LAKE FOREST — Holiday meals at the Deer Path Inn are a big deal for people in Lake Forest, Lake Bluff and the surrounding area.
They are such a big deal that people put their names on an inquiry list as early as August not knowing whether the inn would be open for business by Christmas.
In fact it is such a big deal that those who waited until the inn reopened Dec. 5 after a massive 11-month renovation to make reservations for dinner on Christmas or Christmas Eve were out of luck, according to Innkeeper Matt Barba.
“We quietly opened at 11 a.m. Dec. 5 and within a few hours people were coming in to check on their Christmas reservations,” Barba said. “I told them we would check the list.”
When the inn closed in January for the overhaul, plans were to keep the bar open to serve diners and reopen in March. But by July everything was shut down and Barba said the project went full speed ahead with the hope of being open for the holidays.
Barba said people who inquired about reservations in August were told a 2015 opening was possible, and the staff started taking names for potential holiday meals. He said publicly during a speech to the Lake Forest Lake Bluff Chamber of Commerce Oct. 14 the inn would reopen by year’s end.
“There is such a tradition here and people expressed a hope we would be open,” Barba said. “We said we would be open by the end of the year but we had to be vague. The closer we got people became more hopeful.
More and more people started making holiday reservations as word leaked out, according to Barba. He said capacity was reached before the Dec. 5 opening of the hotel’s public spaces.
“We’re sold out Christmas Eve and Christmas Day,” Barba said during a Dec. 17 news conference. “We still have room on New Year’s Eve as far as I know but I haven’t checked in a few hours,” he added.

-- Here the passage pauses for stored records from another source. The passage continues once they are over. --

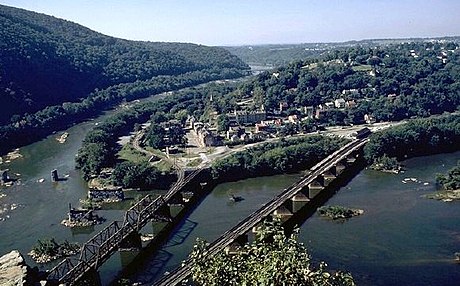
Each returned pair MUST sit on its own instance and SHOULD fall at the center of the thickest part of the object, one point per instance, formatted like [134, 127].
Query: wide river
[402, 239]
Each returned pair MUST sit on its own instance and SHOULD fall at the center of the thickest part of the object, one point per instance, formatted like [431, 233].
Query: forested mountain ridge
[47, 61]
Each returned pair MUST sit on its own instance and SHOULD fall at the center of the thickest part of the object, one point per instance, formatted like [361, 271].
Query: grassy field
[364, 68]
[128, 153]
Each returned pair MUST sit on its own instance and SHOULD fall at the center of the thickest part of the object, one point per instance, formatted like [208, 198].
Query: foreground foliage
[272, 259]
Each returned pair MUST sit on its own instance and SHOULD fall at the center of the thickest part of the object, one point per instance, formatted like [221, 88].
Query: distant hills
[274, 55]
[46, 61]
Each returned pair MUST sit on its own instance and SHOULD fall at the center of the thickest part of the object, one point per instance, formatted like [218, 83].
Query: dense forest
[283, 54]
[54, 72]
[389, 82]
[416, 138]
[279, 157]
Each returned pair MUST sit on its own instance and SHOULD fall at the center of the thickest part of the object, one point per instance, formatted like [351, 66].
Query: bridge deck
[102, 245]
[253, 219]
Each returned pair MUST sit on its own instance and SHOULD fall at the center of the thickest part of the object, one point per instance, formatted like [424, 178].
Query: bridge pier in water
[91, 277]
[299, 201]
[315, 187]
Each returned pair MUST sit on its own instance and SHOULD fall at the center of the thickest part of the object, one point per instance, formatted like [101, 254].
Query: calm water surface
[402, 239]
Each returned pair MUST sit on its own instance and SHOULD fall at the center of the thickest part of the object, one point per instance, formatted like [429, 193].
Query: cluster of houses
[246, 126]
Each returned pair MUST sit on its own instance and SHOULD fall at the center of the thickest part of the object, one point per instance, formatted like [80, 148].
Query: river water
[401, 239]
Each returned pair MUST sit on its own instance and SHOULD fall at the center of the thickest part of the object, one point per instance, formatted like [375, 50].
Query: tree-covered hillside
[388, 82]
[47, 61]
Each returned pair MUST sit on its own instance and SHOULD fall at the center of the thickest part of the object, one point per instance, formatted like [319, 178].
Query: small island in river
[339, 212]
[450, 183]
[47, 250]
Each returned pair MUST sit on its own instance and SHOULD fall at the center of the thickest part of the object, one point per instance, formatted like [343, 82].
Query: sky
[251, 22]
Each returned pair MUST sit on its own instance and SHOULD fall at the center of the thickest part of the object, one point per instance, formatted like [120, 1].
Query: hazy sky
[235, 22]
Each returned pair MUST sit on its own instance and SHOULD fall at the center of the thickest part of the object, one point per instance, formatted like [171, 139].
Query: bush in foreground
[272, 259]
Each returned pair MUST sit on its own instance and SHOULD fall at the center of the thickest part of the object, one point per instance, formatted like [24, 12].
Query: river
[401, 239]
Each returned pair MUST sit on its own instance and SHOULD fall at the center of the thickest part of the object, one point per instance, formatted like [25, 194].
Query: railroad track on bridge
[102, 245]
[178, 275]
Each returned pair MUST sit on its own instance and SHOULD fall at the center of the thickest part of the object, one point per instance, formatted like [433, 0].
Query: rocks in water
[13, 269]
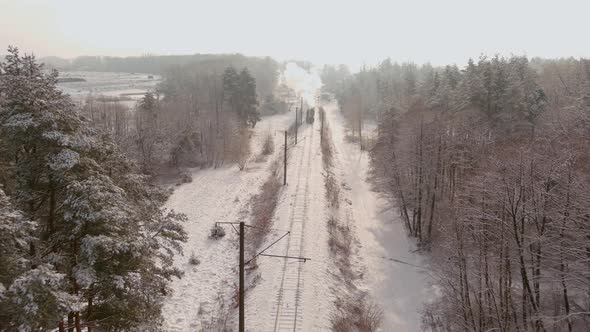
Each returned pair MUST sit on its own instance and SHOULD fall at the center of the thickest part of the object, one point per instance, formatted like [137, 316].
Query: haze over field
[328, 31]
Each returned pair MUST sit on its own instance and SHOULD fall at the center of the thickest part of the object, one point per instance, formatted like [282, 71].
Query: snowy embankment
[392, 270]
[215, 195]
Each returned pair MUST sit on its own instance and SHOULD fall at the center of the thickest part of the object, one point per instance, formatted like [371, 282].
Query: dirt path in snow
[399, 289]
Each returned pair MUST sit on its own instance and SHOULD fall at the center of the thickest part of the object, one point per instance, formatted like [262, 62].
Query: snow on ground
[215, 195]
[294, 295]
[400, 289]
[290, 294]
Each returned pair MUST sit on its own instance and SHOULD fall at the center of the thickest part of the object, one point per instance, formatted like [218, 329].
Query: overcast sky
[322, 31]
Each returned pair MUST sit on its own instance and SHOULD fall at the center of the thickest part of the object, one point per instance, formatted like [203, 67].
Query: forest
[488, 167]
[85, 239]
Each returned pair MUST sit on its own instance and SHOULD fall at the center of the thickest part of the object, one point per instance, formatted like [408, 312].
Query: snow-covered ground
[400, 289]
[215, 195]
[293, 295]
[129, 85]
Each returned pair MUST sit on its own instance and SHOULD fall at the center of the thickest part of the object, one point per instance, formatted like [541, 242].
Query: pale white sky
[322, 31]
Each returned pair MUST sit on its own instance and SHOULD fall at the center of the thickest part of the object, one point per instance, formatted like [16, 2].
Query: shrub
[217, 232]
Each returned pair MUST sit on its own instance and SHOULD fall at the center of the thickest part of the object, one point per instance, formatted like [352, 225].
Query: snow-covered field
[128, 85]
[215, 195]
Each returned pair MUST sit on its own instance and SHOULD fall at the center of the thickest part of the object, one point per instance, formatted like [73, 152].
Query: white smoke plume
[305, 84]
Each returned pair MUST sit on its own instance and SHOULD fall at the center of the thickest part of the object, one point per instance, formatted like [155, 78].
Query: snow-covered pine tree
[102, 223]
[31, 295]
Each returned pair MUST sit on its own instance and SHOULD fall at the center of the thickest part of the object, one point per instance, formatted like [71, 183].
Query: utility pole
[301, 108]
[322, 115]
[241, 302]
[296, 123]
[285, 162]
[361, 129]
[241, 295]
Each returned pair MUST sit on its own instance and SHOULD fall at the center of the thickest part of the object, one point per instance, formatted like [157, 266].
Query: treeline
[148, 64]
[488, 166]
[200, 115]
[84, 241]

Those who are lucky enough to have a reservation for New Year’s Eve could also be among the first to occupy one of the newly renovated guest rooms, according to Barba. He told Daily North Shore Dec. 5 reservations were being taken for Jan. 1 and beyond.

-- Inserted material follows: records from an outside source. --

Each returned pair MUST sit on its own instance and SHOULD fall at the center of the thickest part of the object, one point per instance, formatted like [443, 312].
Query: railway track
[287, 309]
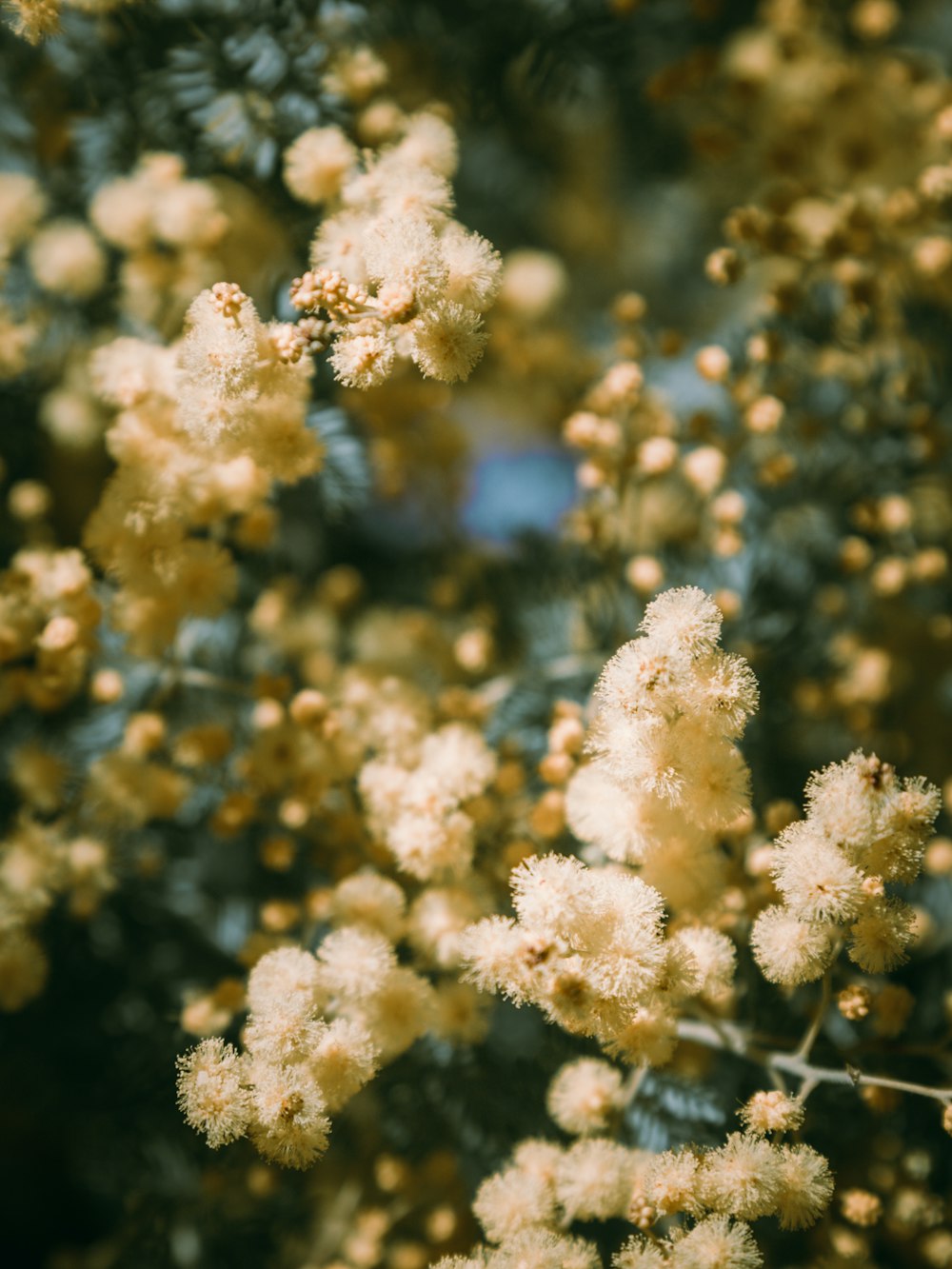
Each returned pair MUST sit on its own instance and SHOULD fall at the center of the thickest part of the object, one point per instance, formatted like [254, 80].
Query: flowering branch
[731, 1039]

When pressed, Barba said a person reserving a room Jan. 1 could unpack there after midnight Dec. 31. Before that, the guest can partake of a New Year’s Eve five-course dinner for $85 with plenty of choices. He also said the menus for New Year’s Eve and Christmas Eve are identical.
Diners start with a choice of three opening courses—wild mushrooms vol au vent, smoked king salmon tartar or foie gras—two soups—lobster bisque or roasted butternut squash—a salad and one of six entrees—duck, sea bass, lamb chops, filet mignon, prime rib or ravioli. A “special holiday dessert” tops it off.
After finishing dinner and welcoming 2016, the Deer Path Inn guests can be the first to stay in one of the 57 redone rooms, which have gone from being devoid of technology to letting a person charge three electronic devices simultaneously through USB ports.
The 57 rooms range in size from just under 400 square feet to suites around 800 square feet, according to Barba, and 23 are classified as suites. The bathrooms have modern facilities with marble and multiple shower heads. All rooms have bars with refrigerators. He stressed service.
“If you let us know what you want we’ll go out and stock it for you,” Barba said. “If you leave them out by 11 (p.m.) they’ll be done by 6 (a.m.),” he added referring to shoe shining service common in the English country inn Deer Path strives to emulate.